The notice - recently posted on the ministry's website - ordered local bureaus to crack down on the production of counterfeit government stamps and land certificates. Local officials were also asked to take action against the counterfeiters' clients.
The notice said a large number of counterfeit land certificates had been found on the market. 'Some [counterfeit] land certificates have entered the ministry's internal system and they have seriously undermined the quality and credibility of [our] land registration system,' the notice said.
Forgery is rampant on the mainland, with counterfeiters producing anything from university diplomas and banknotes to car licence plates and police badges. In January, Shenzhen police busted a counterfeiting gang and seized a large quantity of fake government documents, including land certificates and government stamps, according to the Nanfang Daily.
Land certificates specify the landholder's rights and ownership, as well as usage of the site. Fraudsters have used counterfeit certificates as collateral for bank loans.
The latest notice echoed a similar order issued four years ago which stated that all land certificates should be issued by a single designated agency.
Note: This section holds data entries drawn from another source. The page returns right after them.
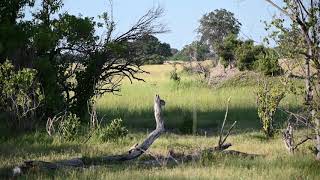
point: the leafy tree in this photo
(216, 26)
(194, 51)
(267, 62)
(246, 55)
(304, 16)
(75, 65)
(154, 51)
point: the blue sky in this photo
(181, 16)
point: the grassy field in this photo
(134, 106)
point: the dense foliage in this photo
(154, 51)
(21, 95)
(74, 64)
(269, 98)
(196, 51)
(216, 26)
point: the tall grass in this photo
(135, 102)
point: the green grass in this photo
(134, 106)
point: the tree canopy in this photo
(216, 26)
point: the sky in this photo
(181, 16)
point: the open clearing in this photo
(134, 106)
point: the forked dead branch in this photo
(136, 151)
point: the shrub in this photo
(267, 63)
(20, 95)
(69, 127)
(268, 100)
(113, 132)
(246, 55)
(226, 50)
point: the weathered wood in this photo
(132, 153)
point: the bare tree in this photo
(306, 14)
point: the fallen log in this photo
(133, 153)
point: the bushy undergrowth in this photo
(112, 132)
(69, 127)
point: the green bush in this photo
(246, 55)
(20, 95)
(226, 50)
(267, 63)
(268, 100)
(69, 127)
(113, 132)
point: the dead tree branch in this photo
(133, 153)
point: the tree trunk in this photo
(133, 153)
(309, 96)
(316, 113)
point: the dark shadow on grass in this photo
(210, 121)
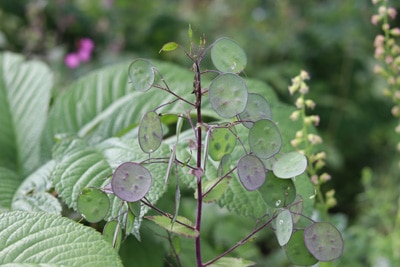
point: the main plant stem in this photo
(199, 172)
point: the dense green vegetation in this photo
(332, 40)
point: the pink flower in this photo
(71, 60)
(86, 44)
(84, 53)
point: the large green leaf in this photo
(42, 239)
(34, 194)
(24, 100)
(9, 183)
(103, 104)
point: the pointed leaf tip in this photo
(170, 46)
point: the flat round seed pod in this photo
(265, 139)
(141, 74)
(221, 142)
(228, 95)
(251, 172)
(150, 132)
(131, 181)
(324, 241)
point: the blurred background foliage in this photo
(332, 40)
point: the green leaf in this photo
(284, 226)
(324, 241)
(290, 165)
(131, 181)
(93, 204)
(24, 101)
(170, 46)
(103, 104)
(216, 190)
(78, 166)
(113, 234)
(9, 181)
(141, 74)
(228, 56)
(232, 262)
(34, 194)
(182, 226)
(42, 238)
(257, 108)
(278, 193)
(297, 251)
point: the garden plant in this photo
(123, 140)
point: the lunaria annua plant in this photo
(243, 142)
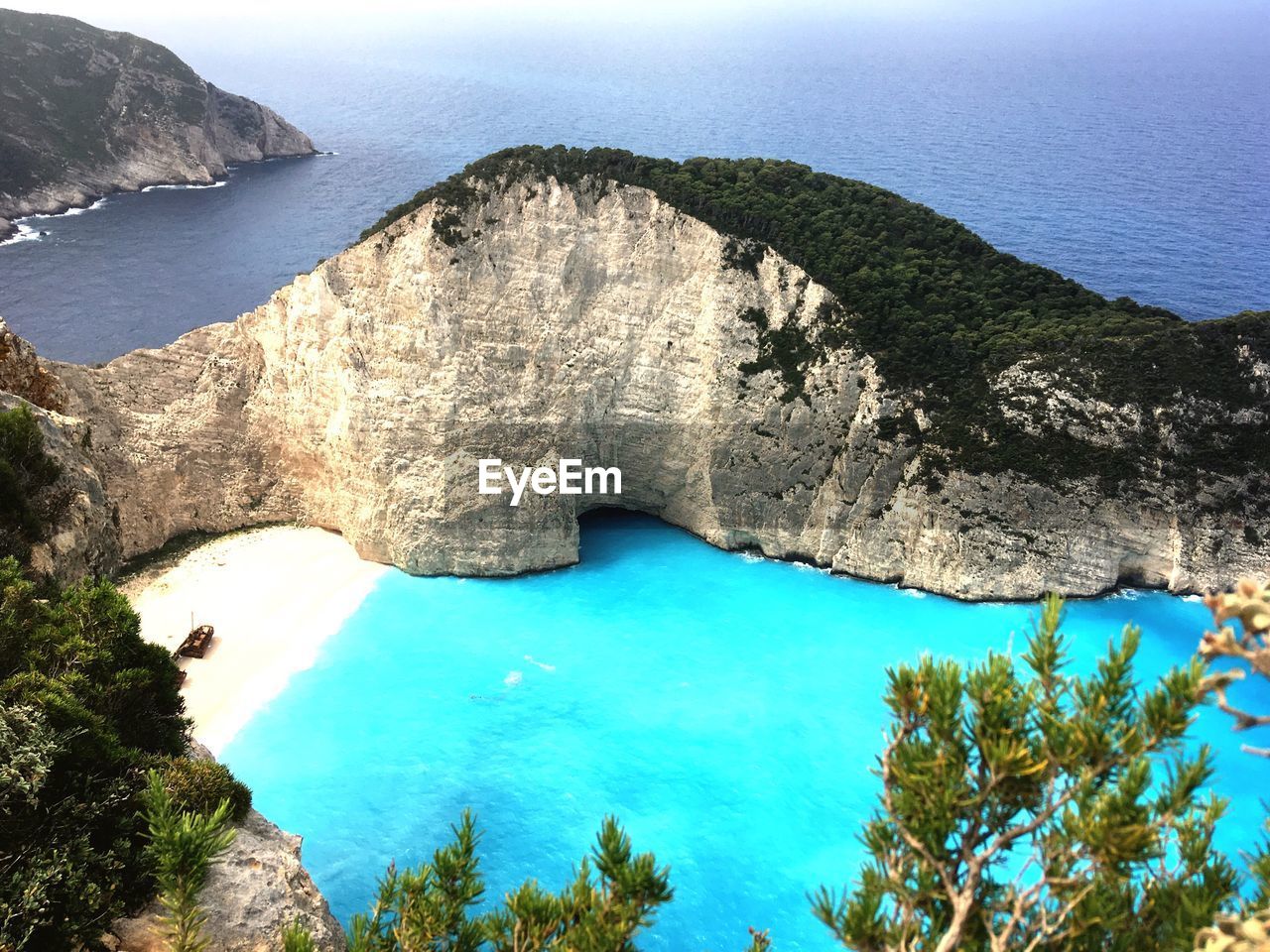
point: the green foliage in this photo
(942, 312)
(612, 897)
(1025, 810)
(27, 474)
(182, 847)
(198, 785)
(84, 703)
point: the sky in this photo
(117, 13)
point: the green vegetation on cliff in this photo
(84, 706)
(944, 313)
(30, 503)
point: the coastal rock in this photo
(85, 538)
(595, 321)
(89, 112)
(21, 373)
(255, 890)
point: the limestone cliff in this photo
(86, 112)
(85, 538)
(255, 889)
(543, 320)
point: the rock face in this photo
(594, 321)
(255, 890)
(87, 112)
(85, 540)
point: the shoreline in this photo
(275, 595)
(13, 231)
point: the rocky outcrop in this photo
(85, 537)
(89, 112)
(254, 892)
(598, 322)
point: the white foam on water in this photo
(24, 234)
(68, 212)
(28, 232)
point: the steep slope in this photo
(529, 316)
(85, 112)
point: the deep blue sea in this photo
(726, 708)
(1125, 145)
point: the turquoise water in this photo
(725, 708)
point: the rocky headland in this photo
(87, 112)
(539, 307)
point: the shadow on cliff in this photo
(610, 536)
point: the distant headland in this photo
(89, 112)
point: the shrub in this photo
(27, 474)
(84, 702)
(1028, 810)
(198, 785)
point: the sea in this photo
(1125, 145)
(725, 708)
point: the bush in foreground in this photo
(198, 785)
(1026, 810)
(84, 703)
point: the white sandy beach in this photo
(273, 595)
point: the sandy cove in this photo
(273, 595)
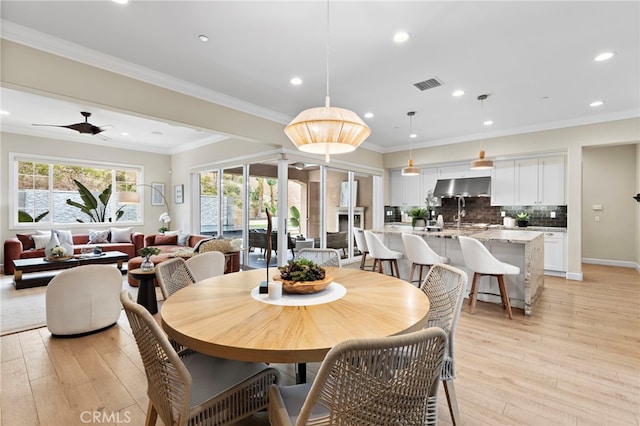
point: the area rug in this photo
(22, 310)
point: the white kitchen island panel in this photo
(524, 249)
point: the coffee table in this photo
(40, 264)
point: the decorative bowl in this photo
(304, 287)
(57, 259)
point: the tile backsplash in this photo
(480, 210)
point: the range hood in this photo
(463, 187)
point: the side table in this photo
(146, 289)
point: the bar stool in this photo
(478, 258)
(362, 245)
(420, 254)
(382, 253)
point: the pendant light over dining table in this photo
(481, 163)
(327, 130)
(410, 170)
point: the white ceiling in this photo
(534, 58)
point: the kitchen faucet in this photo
(461, 212)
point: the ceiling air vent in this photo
(429, 84)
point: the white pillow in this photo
(40, 241)
(98, 236)
(64, 236)
(183, 238)
(120, 235)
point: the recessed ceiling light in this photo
(604, 56)
(401, 36)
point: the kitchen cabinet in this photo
(429, 177)
(405, 191)
(461, 171)
(503, 186)
(555, 251)
(539, 181)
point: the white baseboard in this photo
(575, 276)
(607, 262)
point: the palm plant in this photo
(95, 208)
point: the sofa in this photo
(22, 246)
(183, 245)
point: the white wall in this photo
(609, 181)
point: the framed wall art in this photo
(178, 194)
(157, 194)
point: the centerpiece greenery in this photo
(301, 270)
(148, 251)
(522, 218)
(418, 213)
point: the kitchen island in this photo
(524, 249)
Those without serial numbers assigned by the ministry would be invalid.
Liu Xutao , a political scientist with the National School of Administration, said the new notice showed local governments had largely ignored central government policies on the management of land certificates. 'It shows how chaotic and out of control land approvals are [on the mainland],' Mr Liu said.
Mr Liu said the pursuit of economic growth and profits by some local governments had resulted in many irregular land approvals.